Whopping 3 files in the package, and one is just a symlink, and the other is just a single rmdir command. No daemon, the script only runs to do something. Not even systemd, just plain old sysv init.
I never developed it beyond essentially proof of concept because my companies owner listened to vmware salespeople, but I did use it in quasi-production for a year or two. (some developer vms, a few internal services, 20 or so customers)
But to me it did prove the concept and I would have liked to just work on that instead of using vmware or anything else. I completely gag when I look at kubernetes or even just podman when I had this so long ago and got so much function out of so little code and complication.
I mean it would obviously get larger and more complicated as it grew to handle more cases and supply more features. I think I just always want to stop at the 90/10 place where you get 90% of the functionality with 10% of the code, and the remaining 10% of the functionality requires 10x the initial code. I feel like once you cross that point you have wandered off the track and are now doing bad engineering in some way and need to go back and figure out where you started driving in your sleep and get back on track solving the problem of getting the necessary job done in some sensible way.
kubafu
> I think I just always want to stop at the 90/10 place where you get 90% of the functionality with 10% of the code, and the remaining 10% of the functionality requires 10x the initial code.

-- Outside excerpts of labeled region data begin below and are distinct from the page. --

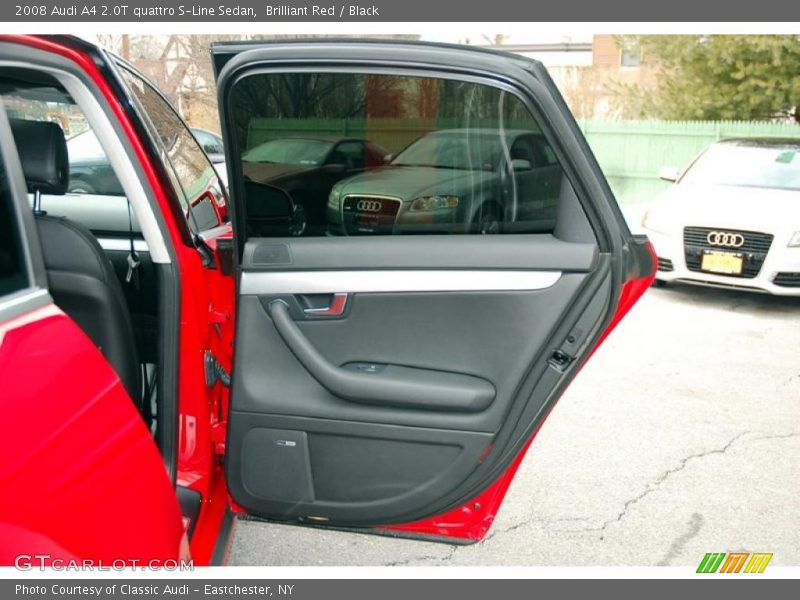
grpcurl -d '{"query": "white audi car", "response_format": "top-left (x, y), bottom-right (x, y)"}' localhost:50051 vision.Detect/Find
top-left (642, 139), bottom-right (800, 296)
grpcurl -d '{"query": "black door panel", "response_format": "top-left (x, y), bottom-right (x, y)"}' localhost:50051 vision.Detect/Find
top-left (227, 236), bottom-right (608, 525)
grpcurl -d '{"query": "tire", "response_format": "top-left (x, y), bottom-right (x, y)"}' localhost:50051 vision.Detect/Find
top-left (67, 179), bottom-right (95, 194)
top-left (472, 202), bottom-right (503, 235)
top-left (289, 204), bottom-right (308, 237)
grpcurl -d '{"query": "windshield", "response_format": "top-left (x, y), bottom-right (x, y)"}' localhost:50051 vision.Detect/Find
top-left (242, 139), bottom-right (333, 165)
top-left (681, 144), bottom-right (800, 190)
top-left (391, 133), bottom-right (502, 171)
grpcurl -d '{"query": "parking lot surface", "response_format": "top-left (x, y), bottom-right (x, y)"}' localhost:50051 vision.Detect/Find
top-left (230, 285), bottom-right (800, 566)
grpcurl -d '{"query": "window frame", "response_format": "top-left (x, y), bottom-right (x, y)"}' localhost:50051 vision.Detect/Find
top-left (117, 62), bottom-right (223, 237)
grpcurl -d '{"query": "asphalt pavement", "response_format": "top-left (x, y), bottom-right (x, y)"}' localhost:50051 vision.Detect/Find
top-left (230, 285), bottom-right (800, 566)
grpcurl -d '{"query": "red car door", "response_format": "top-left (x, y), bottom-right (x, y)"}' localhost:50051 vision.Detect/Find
top-left (213, 41), bottom-right (655, 542)
top-left (0, 102), bottom-right (187, 568)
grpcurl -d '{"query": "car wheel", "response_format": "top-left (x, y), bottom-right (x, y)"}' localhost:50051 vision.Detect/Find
top-left (473, 202), bottom-right (503, 235)
top-left (67, 179), bottom-right (95, 194)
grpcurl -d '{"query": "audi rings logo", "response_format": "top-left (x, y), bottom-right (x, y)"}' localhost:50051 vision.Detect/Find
top-left (706, 231), bottom-right (744, 248)
top-left (356, 200), bottom-right (381, 212)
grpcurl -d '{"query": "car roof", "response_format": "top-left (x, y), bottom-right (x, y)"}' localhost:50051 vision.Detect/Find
top-left (428, 127), bottom-right (542, 138)
top-left (716, 137), bottom-right (800, 148)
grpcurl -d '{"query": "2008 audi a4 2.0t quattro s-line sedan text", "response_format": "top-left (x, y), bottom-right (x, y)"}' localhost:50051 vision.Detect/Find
top-left (0, 36), bottom-right (655, 565)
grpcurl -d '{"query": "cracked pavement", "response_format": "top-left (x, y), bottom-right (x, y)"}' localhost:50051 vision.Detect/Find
top-left (230, 285), bottom-right (800, 566)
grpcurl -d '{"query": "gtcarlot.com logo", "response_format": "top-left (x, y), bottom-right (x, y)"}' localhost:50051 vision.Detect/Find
top-left (14, 554), bottom-right (194, 571)
top-left (697, 552), bottom-right (772, 573)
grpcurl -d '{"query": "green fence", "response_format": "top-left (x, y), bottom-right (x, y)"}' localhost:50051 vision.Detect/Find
top-left (247, 118), bottom-right (800, 204)
top-left (579, 120), bottom-right (800, 203)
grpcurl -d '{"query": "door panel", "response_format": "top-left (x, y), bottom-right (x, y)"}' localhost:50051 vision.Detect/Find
top-left (215, 42), bottom-right (653, 539)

And that should be the right approach 90% of the time. Thanks for your comment!
Joker_vD
> Importantly, we designed Styrolite with full awareness that Linux namespaces were never intended as hard security boundaries—a fact that explains why container escape vulnerabilities continue to emerge. Our approach acknowledges these limitations while providing a more robust foundation.

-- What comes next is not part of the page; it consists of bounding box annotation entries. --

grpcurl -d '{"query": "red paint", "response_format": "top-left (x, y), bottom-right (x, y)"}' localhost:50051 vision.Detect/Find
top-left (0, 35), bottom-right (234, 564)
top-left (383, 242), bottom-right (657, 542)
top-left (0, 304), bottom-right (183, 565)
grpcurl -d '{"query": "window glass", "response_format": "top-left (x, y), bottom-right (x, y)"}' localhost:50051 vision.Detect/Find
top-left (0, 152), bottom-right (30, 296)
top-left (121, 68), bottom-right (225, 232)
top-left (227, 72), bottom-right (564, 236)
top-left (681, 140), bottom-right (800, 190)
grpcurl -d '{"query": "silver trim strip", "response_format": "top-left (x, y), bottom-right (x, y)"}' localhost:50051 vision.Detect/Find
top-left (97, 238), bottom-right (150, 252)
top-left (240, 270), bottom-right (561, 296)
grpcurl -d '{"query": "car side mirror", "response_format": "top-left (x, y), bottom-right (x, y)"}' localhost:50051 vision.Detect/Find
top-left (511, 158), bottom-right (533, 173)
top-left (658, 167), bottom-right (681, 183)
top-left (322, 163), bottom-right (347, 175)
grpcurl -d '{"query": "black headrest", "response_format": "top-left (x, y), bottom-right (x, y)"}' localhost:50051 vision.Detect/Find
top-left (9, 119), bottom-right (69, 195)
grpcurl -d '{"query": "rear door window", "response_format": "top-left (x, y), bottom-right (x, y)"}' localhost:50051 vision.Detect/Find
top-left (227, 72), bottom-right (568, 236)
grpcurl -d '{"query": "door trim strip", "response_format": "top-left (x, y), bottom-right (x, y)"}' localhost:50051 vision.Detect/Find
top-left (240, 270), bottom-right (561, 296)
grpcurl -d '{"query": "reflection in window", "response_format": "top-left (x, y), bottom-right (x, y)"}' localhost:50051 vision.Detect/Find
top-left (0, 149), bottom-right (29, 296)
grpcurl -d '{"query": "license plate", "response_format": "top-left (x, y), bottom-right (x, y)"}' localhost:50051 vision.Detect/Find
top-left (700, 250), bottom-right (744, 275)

So what do you do, exactly?
klysm
Say “it’s probably fine” and hope that the people building the foundational systems are protecting us
Joker_vD
No, I mean, what do the Edera developers do differently, in order to provide more robust foundation with this new container runtime called Styrolite? They still use Linux namespaces, as far as I can tell from TFA.
denhamparry
Edera developer here, we use Styrolite to run containers with Edera Protect. Edera Protect creates Zones to isolate processes from other Zones so that if someone were to break out of a container, they'd only see the zone processes. Not the host operating system or the hardware on the machine. The key difference here between us and other isolation implementations is that there is no performance degradation, you don't have to rebuild your container images, and that we don't require specific hardware (e.g. you can run Edera Protect on bare metal or on public cloud instances and everything else in-between).
flkenosad
Anyone know if it's possible to update the Linux kernel so that namespaces are hard security boundaries? I wonder what that would entail.
eyberg
When we speak of 'hard security boundaries' most people, in this space, are comparing to existing hardware backed isolation such as virtual machines. There are many container escapes each year because the chunk of api that they are required to cover is so large but more importantly it doesn't have isolation at the cpu level (eg: intel vt-x such as VMREAD, VMWRITE, VMLAUNCH, VMXOFF, VMXON).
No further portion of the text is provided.